Understand environmental issues associated with the use of digital devices (energy consumption, manufacture, replacement cycle, disposal).

Understand ethical and legal issues associated with the collection and use of personal data (privacy, ownership, consent, misuse, data protection).

Understand the role of and need for network protocols (Ethernet, Wi-Fi, TCP/IP, HTTP, HTTPS, FTP) and email protocols (POP3, SMTP, IMAP).

Understand the importance of network security, ways of identifying network vulnerabilities (penetration testing, ethical hacking) and methods of protecting networks (access control, physical security, firewalls).

Understand why computers are connected in a network and understand the different types of networks (LAN, WAN).

Understand how the four-layer (application, transport, internet, link) TCP/IP model handles data transmission over a network, and understand the characteristics of network topologies (bus, star, mesh).

Understand how the internet is structured, including IP addressing and routers.

Understand how the characteristics of wired and wireless connectivity impact on performance (speed, range, latency, bandwidth), that network speeds are measured in bits per second, and construct expressions involving file size, transmission rate and time.

Write programs that make appropriate use of primitive data types (integer, real, Boolean, char) and one- and two-dimensional structured data types (string, array, record), and that make appropriate use of variables and constants.

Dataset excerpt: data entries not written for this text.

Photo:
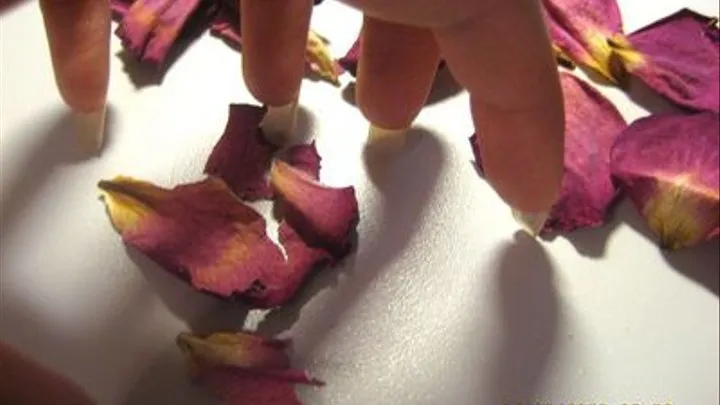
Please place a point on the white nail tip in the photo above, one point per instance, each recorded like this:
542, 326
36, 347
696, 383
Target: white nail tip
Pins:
90, 129
531, 222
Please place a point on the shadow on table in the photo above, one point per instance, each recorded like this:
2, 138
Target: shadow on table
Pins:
531, 321
700, 263
406, 184
443, 88
55, 148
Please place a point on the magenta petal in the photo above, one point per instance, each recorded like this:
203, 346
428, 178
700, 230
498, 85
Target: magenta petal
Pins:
150, 28
242, 156
350, 60
324, 216
581, 29
591, 125
668, 165
682, 53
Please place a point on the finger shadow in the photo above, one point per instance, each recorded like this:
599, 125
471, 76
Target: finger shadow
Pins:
444, 87
202, 312
405, 186
166, 381
530, 323
55, 147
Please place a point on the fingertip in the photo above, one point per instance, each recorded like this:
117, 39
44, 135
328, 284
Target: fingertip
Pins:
396, 69
78, 35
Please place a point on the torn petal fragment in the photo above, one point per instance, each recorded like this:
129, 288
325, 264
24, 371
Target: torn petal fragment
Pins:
680, 55
243, 368
243, 155
324, 216
668, 165
580, 29
304, 157
591, 125
150, 28
199, 231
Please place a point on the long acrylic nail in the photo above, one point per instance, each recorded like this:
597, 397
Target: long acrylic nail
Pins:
90, 129
386, 140
532, 222
279, 123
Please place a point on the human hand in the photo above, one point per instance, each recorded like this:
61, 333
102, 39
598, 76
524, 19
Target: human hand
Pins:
497, 49
22, 381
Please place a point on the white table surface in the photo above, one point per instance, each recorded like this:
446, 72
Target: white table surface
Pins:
441, 304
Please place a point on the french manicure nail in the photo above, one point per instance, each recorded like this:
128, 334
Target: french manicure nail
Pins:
532, 222
279, 123
386, 140
90, 129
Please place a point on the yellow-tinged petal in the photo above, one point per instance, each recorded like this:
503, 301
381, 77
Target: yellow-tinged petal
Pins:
318, 54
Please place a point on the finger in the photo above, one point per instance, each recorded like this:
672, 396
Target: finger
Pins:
395, 72
503, 57
274, 38
78, 34
23, 381
274, 35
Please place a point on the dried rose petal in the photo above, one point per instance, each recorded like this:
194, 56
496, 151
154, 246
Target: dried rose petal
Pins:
243, 155
150, 28
668, 165
204, 234
580, 30
226, 25
324, 216
304, 157
591, 125
676, 56
242, 368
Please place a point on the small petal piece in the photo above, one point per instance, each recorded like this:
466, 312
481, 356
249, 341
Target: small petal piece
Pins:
320, 59
242, 368
324, 216
203, 233
678, 58
304, 157
591, 125
668, 165
150, 28
580, 30
243, 155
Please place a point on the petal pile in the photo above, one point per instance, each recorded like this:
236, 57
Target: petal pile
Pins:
243, 368
242, 156
151, 29
678, 58
591, 125
668, 165
205, 234
580, 30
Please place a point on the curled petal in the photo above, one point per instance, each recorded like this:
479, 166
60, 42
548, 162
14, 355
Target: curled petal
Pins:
668, 165
679, 59
350, 60
580, 30
243, 155
305, 158
591, 125
324, 216
150, 28
243, 368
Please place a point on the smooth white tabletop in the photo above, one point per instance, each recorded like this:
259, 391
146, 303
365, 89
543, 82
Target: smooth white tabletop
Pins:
441, 304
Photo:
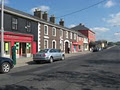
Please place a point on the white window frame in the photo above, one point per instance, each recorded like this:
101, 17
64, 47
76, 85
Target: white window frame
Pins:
61, 32
44, 30
44, 43
52, 31
61, 45
14, 23
70, 35
74, 36
55, 43
66, 34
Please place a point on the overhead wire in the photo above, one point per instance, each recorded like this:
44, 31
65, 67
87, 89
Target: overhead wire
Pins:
81, 9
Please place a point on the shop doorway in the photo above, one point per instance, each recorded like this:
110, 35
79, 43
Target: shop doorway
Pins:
22, 49
66, 47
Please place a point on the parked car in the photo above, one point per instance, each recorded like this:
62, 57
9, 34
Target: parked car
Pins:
5, 64
48, 55
95, 49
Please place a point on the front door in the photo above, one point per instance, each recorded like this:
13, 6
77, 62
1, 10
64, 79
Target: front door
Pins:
66, 47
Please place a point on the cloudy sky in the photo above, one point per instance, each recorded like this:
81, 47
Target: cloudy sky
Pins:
103, 19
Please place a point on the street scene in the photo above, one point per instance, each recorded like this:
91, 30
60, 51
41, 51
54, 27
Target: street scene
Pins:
88, 71
60, 45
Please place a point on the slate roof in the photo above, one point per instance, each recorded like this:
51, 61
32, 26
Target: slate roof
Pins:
81, 27
38, 19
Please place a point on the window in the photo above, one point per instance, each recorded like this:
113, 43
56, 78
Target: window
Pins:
53, 31
66, 34
79, 47
45, 30
28, 26
45, 44
74, 36
53, 44
28, 47
61, 32
7, 48
71, 35
14, 23
61, 45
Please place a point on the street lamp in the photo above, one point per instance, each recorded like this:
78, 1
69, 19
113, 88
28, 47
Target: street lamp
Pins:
2, 28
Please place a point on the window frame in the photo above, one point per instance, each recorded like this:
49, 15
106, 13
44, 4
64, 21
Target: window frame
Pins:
54, 31
14, 23
61, 33
44, 29
28, 26
44, 43
71, 35
66, 34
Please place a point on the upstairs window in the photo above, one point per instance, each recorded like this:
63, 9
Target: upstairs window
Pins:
66, 34
14, 23
45, 30
61, 33
74, 36
71, 35
28, 26
53, 31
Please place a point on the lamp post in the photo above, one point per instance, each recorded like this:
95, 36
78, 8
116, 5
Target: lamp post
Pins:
2, 28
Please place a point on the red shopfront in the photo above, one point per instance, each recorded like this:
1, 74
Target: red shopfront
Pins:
24, 44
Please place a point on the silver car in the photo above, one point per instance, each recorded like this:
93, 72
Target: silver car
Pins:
48, 55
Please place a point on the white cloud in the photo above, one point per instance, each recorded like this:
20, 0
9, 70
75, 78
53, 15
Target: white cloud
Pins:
72, 25
43, 8
114, 19
109, 4
5, 1
100, 29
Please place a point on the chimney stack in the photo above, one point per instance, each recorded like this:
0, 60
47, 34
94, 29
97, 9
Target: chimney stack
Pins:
61, 22
52, 19
45, 15
38, 13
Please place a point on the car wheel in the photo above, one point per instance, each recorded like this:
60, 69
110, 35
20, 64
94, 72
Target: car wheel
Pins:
5, 68
63, 57
51, 60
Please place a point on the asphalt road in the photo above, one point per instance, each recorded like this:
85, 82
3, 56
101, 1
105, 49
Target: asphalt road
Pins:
93, 71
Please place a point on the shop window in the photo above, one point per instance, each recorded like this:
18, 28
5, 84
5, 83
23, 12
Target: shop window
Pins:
7, 48
28, 48
17, 47
28, 26
71, 35
53, 31
14, 23
61, 33
66, 34
45, 44
74, 36
61, 45
79, 47
45, 30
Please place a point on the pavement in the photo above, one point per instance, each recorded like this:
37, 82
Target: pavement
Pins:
24, 60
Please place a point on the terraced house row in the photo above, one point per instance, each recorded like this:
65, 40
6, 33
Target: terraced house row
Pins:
31, 33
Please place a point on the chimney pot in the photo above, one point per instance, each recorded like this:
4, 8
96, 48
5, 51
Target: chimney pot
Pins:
45, 15
38, 13
52, 19
61, 22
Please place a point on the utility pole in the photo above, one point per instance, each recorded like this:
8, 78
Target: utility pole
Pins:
2, 28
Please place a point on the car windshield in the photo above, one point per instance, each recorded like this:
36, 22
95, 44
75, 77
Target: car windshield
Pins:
43, 51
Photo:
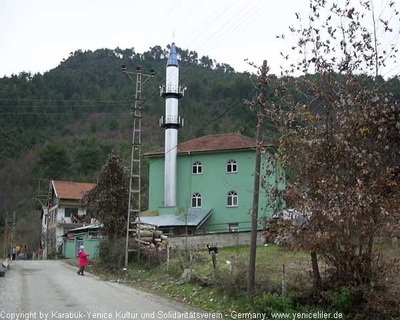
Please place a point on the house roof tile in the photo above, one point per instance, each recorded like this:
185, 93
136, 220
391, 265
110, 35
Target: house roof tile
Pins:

Use decomposition and abstraction to solve problems; read, write, analyse and refine programs; convert algorithms (flowcharts, pseudocode) into programs; use techniques (layout, indentation, comments, meaningful identifiers, white space) for readable code; identify, locate and correct logic, syntax and runtime errors; and evaluate a program's fitness for purpose and efficiency.

Write programs that accept and respond appropriately to user input, and that read from and write to comma separated value text files.

Identify the structural components of programs (constants, variables, initialisation, assignment, sequence, selection, repetition, iteration, data structures, subprograms, parameters, input/output) and write programs that use sequencing, selection, repetition (count-controlled, condition-controlled) and iteration with single entry and exit points.

Write programs that manipulate strings (length, position, substrings, case conversion).

Write programs that use pre-existing and user-devised subprograms (procedures, functions), write functions that return values and procedures that do not, with or without parameters, use the arithmetic, relational and logical operators, and use global and local variables appropriately.

Understand the need for and write programs that implement validation (length check, presence check, range check, pattern check) and authentication (ID and password, lookup).